A legacy of racist rhetoric and colonial dominance
The Chinese Immigration Act of 1885 was implemented under John A. Macdonald the same year that the Canadian Pacific Railway was completed, six years ahead of schedule, thanks to the 17,000 Chinese laborers who were brought into Canada by none other than... John A. Macdonald. The Act introduced a head tax that was meant to restrict further Chinese immigration into Canada. By 1923, the government of Canada had already collected over $33 million in head tax.
The 1885 Act was the first piece of legislation in Canada's history to exclude immigrants on the basis of their ethnic origin. The 1885 Act was a key moment in forming the racist state in Canada. John A. Macdonald also gained support in Parliament for an electoral franchise act that explicitly excluded Chinese-Canadians from the right to vote based on the grounds that they were biologically different from “Canadians”.

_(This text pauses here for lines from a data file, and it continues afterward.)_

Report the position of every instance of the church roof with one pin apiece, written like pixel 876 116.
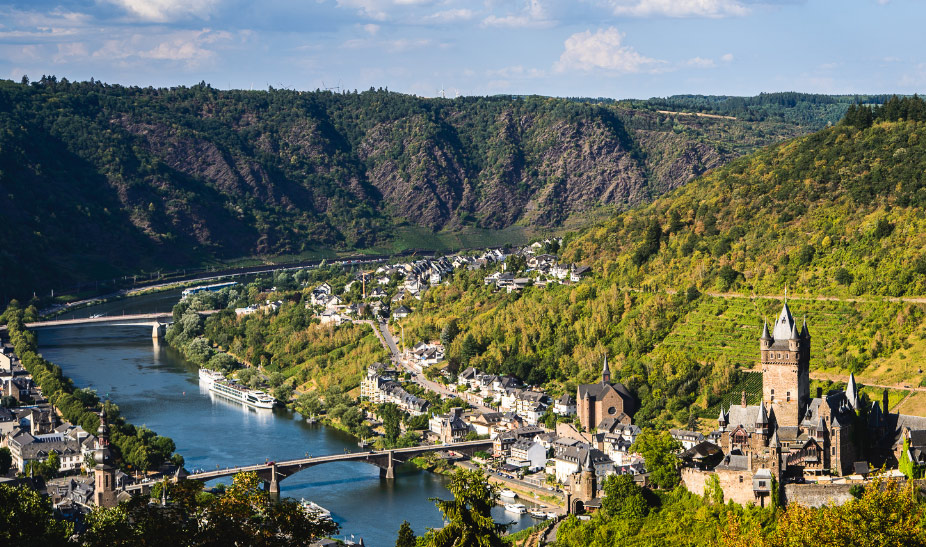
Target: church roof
pixel 852 391
pixel 784 324
pixel 763 416
pixel 765 333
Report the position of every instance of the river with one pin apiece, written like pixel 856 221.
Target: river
pixel 155 386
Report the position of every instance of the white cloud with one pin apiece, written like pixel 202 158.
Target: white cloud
pixel 533 15
pixel 167 10
pixel 190 48
pixel 678 8
pixel 700 62
pixel 449 16
pixel 603 50
pixel 379 9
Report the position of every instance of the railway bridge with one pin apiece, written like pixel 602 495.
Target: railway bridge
pixel 274 472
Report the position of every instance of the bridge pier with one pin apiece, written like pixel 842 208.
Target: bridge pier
pixel 389 471
pixel 274 487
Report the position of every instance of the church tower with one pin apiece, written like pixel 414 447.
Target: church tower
pixel 785 368
pixel 104 473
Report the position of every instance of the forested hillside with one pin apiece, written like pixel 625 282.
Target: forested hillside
pixel 100 180
pixel 837 213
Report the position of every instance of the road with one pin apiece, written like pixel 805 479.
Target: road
pixel 385 336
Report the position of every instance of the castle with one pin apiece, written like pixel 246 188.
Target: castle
pixel 789 435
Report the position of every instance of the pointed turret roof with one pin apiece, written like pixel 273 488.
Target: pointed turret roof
pixel 763 416
pixel 784 324
pixel 765 333
pixel 852 391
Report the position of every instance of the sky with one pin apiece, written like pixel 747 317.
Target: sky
pixel 589 48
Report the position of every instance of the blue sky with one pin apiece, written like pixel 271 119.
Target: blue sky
pixel 609 48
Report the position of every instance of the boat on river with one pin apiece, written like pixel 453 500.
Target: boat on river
pixel 217 383
pixel 315 509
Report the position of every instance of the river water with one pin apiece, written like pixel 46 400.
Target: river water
pixel 155 386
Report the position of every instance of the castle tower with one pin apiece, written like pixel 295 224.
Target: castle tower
pixel 104 473
pixel 785 368
pixel 588 480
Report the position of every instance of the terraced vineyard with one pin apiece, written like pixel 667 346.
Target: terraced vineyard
pixel 846 336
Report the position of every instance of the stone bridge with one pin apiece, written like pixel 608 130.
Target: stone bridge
pixel 386 460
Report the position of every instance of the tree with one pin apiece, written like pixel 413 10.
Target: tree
pixel 468 514
pixel 450 332
pixel 623 498
pixel 659 452
pixel 26 519
pixel 406 536
pixel 392 419
pixel 6 460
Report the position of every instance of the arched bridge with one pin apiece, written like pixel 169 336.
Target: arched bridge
pixel 386 460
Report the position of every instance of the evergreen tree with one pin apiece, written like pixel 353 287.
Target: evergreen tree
pixel 406 536
pixel 468 514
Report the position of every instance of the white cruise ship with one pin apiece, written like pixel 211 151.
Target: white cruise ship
pixel 218 384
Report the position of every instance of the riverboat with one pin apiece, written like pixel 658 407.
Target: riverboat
pixel 313 508
pixel 218 384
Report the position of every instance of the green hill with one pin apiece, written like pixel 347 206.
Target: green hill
pixel 102 180
pixel 836 213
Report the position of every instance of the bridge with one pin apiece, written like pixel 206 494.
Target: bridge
pixel 155 320
pixel 272 473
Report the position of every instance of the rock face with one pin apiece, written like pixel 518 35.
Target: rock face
pixel 179 176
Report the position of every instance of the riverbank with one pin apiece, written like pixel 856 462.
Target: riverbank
pixel 525 490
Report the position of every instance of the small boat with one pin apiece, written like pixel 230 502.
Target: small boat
pixel 313 508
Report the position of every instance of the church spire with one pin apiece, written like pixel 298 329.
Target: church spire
pixel 852 391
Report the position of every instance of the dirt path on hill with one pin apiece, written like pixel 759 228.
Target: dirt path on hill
pixel 910 299
pixel 833 377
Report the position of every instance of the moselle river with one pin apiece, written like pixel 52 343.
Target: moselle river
pixel 155 387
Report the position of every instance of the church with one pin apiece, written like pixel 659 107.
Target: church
pixel 604 404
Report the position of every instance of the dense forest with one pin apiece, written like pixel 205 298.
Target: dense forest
pixel 102 180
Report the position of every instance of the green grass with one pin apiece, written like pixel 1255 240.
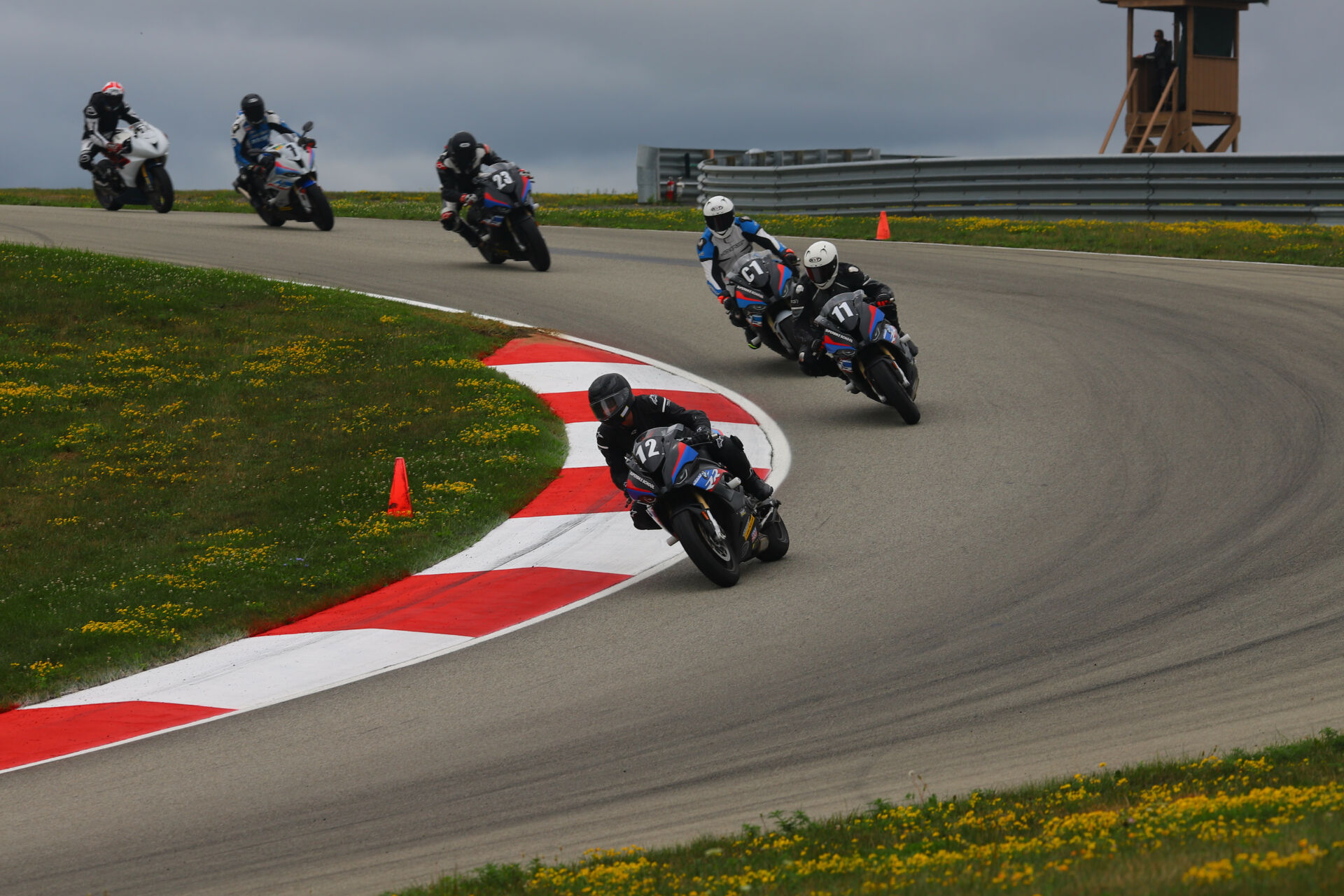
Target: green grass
pixel 1268 822
pixel 188 456
pixel 1225 241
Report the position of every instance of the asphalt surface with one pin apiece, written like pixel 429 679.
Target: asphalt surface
pixel 1114 536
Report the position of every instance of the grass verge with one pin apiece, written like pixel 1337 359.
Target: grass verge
pixel 1265 822
pixel 188 456
pixel 1222 241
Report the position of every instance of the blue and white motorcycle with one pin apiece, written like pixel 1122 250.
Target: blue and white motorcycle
pixel 764 289
pixel 290 191
pixel 704 505
pixel 869 351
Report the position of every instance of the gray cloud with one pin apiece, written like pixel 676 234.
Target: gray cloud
pixel 570 89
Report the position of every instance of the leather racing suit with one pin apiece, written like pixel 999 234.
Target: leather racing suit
pixel 650 412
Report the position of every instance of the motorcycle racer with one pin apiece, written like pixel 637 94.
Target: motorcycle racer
pixel 105 109
pixel 251 136
pixel 827 279
pixel 729 238
pixel 624 415
pixel 457 168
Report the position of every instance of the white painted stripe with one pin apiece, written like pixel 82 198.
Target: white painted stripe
pixel 582 438
pixel 584 445
pixel 575 377
pixel 593 542
pixel 265 669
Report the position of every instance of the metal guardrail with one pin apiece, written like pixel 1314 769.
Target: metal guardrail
pixel 1301 188
pixel 655 166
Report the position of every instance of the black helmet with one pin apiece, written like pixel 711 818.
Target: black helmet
pixel 610 398
pixel 254 108
pixel 461 147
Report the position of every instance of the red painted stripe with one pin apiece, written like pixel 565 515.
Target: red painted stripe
pixel 573 407
pixel 464 603
pixel 46 732
pixel 537 349
pixel 580 489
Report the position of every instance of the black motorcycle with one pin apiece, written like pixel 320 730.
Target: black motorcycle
pixel 762 289
pixel 507 218
pixel 702 505
pixel 869 351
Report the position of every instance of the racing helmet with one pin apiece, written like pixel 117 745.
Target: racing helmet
pixel 113 94
pixel 822 261
pixel 718 214
pixel 461 147
pixel 253 108
pixel 610 398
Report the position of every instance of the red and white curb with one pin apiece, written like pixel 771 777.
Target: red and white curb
pixel 570 546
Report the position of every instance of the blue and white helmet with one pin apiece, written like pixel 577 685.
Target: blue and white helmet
pixel 720 216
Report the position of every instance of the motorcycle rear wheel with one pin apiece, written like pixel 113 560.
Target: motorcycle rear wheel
pixel 885 379
pixel 159 188
pixel 321 210
pixel 531 235
pixel 717 559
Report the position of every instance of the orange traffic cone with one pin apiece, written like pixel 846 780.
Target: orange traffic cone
pixel 400 501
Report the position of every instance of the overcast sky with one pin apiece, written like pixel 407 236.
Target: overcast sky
pixel 570 89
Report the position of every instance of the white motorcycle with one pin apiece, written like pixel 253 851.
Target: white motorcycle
pixel 290 191
pixel 134 175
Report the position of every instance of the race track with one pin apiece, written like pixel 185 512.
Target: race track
pixel 1117 533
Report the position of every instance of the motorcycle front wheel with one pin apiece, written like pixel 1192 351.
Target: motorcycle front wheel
pixel 531 235
pixel 159 188
pixel 320 209
pixel 711 552
pixel 885 381
pixel 778 535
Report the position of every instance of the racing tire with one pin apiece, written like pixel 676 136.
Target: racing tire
pixel 321 210
pixel 885 379
pixel 531 235
pixel 159 188
pixel 778 535
pixel 718 562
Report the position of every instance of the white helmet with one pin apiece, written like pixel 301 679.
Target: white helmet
pixel 822 262
pixel 718 214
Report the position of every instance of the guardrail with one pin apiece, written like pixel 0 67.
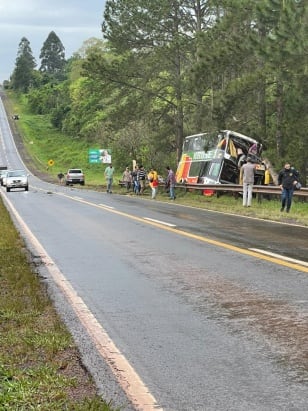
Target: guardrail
pixel 238 188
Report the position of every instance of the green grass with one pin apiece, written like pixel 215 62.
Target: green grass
pixel 39 362
pixel 45 143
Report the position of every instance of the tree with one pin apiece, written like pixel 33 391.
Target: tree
pixel 23 74
pixel 52 56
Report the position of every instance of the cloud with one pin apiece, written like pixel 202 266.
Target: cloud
pixel 74 21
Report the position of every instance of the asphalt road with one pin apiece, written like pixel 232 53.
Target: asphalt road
pixel 201 317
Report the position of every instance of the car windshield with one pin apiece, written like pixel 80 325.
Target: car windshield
pixel 16 173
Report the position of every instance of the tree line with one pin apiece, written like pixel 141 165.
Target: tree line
pixel 165 69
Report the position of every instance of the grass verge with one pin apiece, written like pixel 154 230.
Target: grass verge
pixel 40 366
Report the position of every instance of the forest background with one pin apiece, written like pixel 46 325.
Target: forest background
pixel 166 69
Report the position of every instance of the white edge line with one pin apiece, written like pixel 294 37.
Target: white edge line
pixel 125 374
pixel 159 222
pixel 105 206
pixel 281 257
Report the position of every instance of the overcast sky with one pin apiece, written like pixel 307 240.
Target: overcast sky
pixel 73 21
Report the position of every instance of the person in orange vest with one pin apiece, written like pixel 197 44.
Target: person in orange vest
pixel 153 182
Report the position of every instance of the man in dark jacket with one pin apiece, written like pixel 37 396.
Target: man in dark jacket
pixel 287 179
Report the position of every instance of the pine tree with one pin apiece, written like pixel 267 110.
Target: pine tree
pixel 23 74
pixel 52 56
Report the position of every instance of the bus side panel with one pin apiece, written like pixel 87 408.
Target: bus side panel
pixel 183 168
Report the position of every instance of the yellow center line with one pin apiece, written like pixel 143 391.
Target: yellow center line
pixel 207 240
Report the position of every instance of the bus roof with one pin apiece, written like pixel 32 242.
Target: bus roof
pixel 228 132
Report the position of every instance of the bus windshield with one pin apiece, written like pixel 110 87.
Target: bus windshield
pixel 213 158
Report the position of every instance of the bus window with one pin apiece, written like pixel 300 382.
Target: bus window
pixel 213 158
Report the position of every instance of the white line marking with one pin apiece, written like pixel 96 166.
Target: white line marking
pixel 127 377
pixel 159 222
pixel 282 257
pixel 105 206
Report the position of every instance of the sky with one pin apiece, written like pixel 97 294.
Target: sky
pixel 73 21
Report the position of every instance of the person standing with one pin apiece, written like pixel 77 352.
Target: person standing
pixel 153 182
pixel 127 178
pixel 141 175
pixel 287 180
pixel 109 171
pixel 248 178
pixel 170 183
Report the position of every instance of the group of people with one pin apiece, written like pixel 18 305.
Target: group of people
pixel 137 179
pixel 288 180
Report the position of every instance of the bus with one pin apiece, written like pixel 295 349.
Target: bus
pixel 216 158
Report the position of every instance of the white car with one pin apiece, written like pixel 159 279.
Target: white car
pixel 74 176
pixel 3 176
pixel 16 179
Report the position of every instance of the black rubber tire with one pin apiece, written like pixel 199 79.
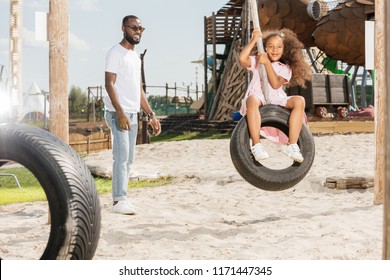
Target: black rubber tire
pixel 259 175
pixel 68 184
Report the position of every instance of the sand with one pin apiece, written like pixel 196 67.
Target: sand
pixel 211 212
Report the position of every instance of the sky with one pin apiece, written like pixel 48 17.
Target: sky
pixel 174 37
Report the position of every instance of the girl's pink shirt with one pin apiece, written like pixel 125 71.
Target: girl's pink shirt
pixel 276 96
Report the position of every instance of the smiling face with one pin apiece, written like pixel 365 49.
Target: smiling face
pixel 274 48
pixel 132 31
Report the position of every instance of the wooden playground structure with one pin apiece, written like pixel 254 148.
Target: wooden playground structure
pixel 221 28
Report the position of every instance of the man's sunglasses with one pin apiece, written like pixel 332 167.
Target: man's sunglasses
pixel 136 28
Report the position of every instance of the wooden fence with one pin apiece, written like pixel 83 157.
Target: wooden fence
pixel 94 142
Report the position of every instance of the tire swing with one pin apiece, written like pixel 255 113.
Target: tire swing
pixel 68 184
pixel 259 175
pixel 273 116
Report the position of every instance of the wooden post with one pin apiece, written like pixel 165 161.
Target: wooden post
pixel 58 28
pixel 386 119
pixel 380 93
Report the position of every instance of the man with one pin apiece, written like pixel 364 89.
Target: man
pixel 125 97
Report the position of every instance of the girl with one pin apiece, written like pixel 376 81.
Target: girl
pixel 285 64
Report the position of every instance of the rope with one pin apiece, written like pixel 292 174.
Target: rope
pixel 260 48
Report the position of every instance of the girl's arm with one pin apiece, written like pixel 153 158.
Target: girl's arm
pixel 245 53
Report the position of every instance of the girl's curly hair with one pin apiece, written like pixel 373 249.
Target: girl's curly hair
pixel 292 55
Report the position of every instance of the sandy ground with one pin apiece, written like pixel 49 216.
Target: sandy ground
pixel 211 212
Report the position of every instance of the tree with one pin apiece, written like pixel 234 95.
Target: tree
pixel 77 100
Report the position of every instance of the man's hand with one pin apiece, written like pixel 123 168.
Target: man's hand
pixel 124 122
pixel 155 123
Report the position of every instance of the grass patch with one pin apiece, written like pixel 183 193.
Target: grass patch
pixel 165 137
pixel 32 191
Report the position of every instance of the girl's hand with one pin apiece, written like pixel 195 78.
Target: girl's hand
pixel 263 58
pixel 256 34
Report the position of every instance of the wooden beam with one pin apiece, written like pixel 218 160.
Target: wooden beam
pixel 58 28
pixel 386 107
pixel 379 100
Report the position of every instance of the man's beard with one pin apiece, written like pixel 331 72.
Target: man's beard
pixel 131 40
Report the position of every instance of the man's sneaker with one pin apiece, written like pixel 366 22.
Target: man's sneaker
pixel 293 152
pixel 123 207
pixel 258 152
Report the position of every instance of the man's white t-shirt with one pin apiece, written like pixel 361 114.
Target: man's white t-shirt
pixel 126 64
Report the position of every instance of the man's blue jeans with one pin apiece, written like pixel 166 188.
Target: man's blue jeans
pixel 123 149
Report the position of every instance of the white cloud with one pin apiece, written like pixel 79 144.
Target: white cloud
pixel 77 43
pixel 87 5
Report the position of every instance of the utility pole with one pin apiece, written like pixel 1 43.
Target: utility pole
pixel 58 28
pixel 15 57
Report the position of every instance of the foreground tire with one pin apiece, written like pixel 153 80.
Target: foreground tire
pixel 69 186
pixel 259 175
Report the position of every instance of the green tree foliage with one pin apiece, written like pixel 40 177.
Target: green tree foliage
pixel 77 100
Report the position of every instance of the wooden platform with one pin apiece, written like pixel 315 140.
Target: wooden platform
pixel 345 126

I hope Regina residents will reflect on the pain, suffering, and humiliation his legacy left on Indigenous and Metis people, Chinese-Canadians, and other disenfranchised minority groups in this country. John A. MacDonald's vision for Canada did not include people like me or my family and THAT is the message I am reminded of when I see his statue. It is impossible to "delete" John A. MacDonald - his legacy lives on.
To quote Dr. Tim Stanley, if John A. Macdonald must be remembered, it should be for the use of "a biologically defined Canadian white supremacy as an organizing principle of the founding of the state".